Once a week Christian

About twenty or so years ago, I used to attend a Southern Baptist church on the South Side of Chicago. The first time I went there, I was a little surprised to find that I was the only white person in attendance. But more importantly, I was immediately welcomed with open arms by the entire congregation. Everyone there, including the Pastor, made me feel as though I was a long-lost friend. The people, the service, the energy, were just so wonderful. And I continued to attend this church for some time. Even getting involved in obtaining a new computer system for the church. I had really found a Christian home, and was very happy and excited about this.
As I got closer to the head Pastor, we started having more personal discussions. And one day I said to him “I am always so amazed at what a phenomenal group of people you have managed to gather together here at your Church. Each one is so kind and loving and warm, it’s just unbelievable to me.”
The Pastor paused for a moment, and said “I have to be honest with you David. I wish that were true. Unfortunately, most of these folks are only like this one day a week. Come Monday, most are back to their cheating, drinking, gambling, lying and drugs.” I was more than aghast at this revelation! How could these people seem so wonderful and wholesome and Sunday, and come Monday be such sinners?
Finding myself greatly disheartened, I soon after departed the Church. Deeply saddened by reality, and the loss of what I thought I had found.

But now I am a Buddhist, and there is no such thing as a Sinner in the Buddhist practice. And I don’t go to Church on Sunday, I now go to Meditation service on Saturday. And I spend each Saturday with a group of the most loving and kind people who I have ever known. Warm, welcoming, compassionate, and extremely friendly. These people are so different than those Christians at the Baptist church, aren’t they?
Absolutely not! These people at the Temple, and those people at the Church, are all human beings. Just people. And a greater awakening, is that I too am just people. Each of us doing our best to be better human beings. Trying to cultivate our best qualities, and develop kindness, love and compassion for our fellow beings. And shame on me for judging those wonderful folks at the Baptist Church. I am no better than any of them, nor am I better in any way than any of the folks who attend the Temple.

How easily, I have come to see, that we make judgements of others. That I make judgements on others!
This ego that fuels my ignorance seems always on tap to condemn or ridicule the actions of others. One might think that I am the Lord, having such discernment that I can set the standards by which all other people should live their lives.
But here again is where the Buddha’s teachings and this practice offer an antidote for this behavior. We each have to begin by gaining some clear awareness. Because without any clarity, most of us will never see our deluded and selfish nature. We just continue on a path of feeding this angry monster, and continue to suffer the disappointments and separation that we have created for ourselves.
And in my humble opinion, I just don’t see that as what Jesus or Buddha were trying to teach us.
Love, loving-kindness and friendliness, compassion, equanimity, acceptance and virtue. Those are a few of the wholesome traits that they encouraged us to understand and live.
And today is another opportunity to discover this, to love and accept our neighbor.
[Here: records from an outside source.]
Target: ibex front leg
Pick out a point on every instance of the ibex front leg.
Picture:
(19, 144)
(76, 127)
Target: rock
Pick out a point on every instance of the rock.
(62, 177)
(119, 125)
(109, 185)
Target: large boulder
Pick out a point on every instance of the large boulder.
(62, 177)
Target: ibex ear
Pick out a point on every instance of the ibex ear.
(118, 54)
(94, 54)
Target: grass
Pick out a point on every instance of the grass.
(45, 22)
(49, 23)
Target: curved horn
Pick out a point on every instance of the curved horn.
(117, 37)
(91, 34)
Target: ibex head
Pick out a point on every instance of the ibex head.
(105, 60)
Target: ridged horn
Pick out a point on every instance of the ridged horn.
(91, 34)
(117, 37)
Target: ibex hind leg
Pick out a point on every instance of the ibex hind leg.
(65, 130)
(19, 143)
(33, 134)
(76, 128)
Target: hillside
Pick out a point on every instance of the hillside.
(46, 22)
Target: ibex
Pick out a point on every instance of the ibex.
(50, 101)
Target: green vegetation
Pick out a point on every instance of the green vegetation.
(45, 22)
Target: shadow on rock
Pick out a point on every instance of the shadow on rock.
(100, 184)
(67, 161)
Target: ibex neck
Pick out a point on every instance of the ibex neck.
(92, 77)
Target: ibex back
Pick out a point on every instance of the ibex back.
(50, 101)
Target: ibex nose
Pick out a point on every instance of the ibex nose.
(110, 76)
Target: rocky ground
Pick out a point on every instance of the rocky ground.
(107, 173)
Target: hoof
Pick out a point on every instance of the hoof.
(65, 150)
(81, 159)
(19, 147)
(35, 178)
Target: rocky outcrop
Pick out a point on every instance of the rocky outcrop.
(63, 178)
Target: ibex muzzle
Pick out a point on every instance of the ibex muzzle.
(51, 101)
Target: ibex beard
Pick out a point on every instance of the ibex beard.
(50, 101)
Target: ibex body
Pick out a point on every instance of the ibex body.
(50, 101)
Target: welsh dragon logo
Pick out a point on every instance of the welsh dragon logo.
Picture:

In closing, I deeply thank that Baptist congregation, and its Pastor. What they gave me was 100% genuine and unconditional, with no expectation. It was I who lacked wisdom and virtue.
In addition, I wish to thank my sangha (community) at the Temple. For they too offer me this loving acceptance, and without expectation or conditions.
May I now have the virtue and wisdom to fully comprehend and appreciate this gift, and finally begin to drop the ego and expectations.

May you be well, happy and peaceful.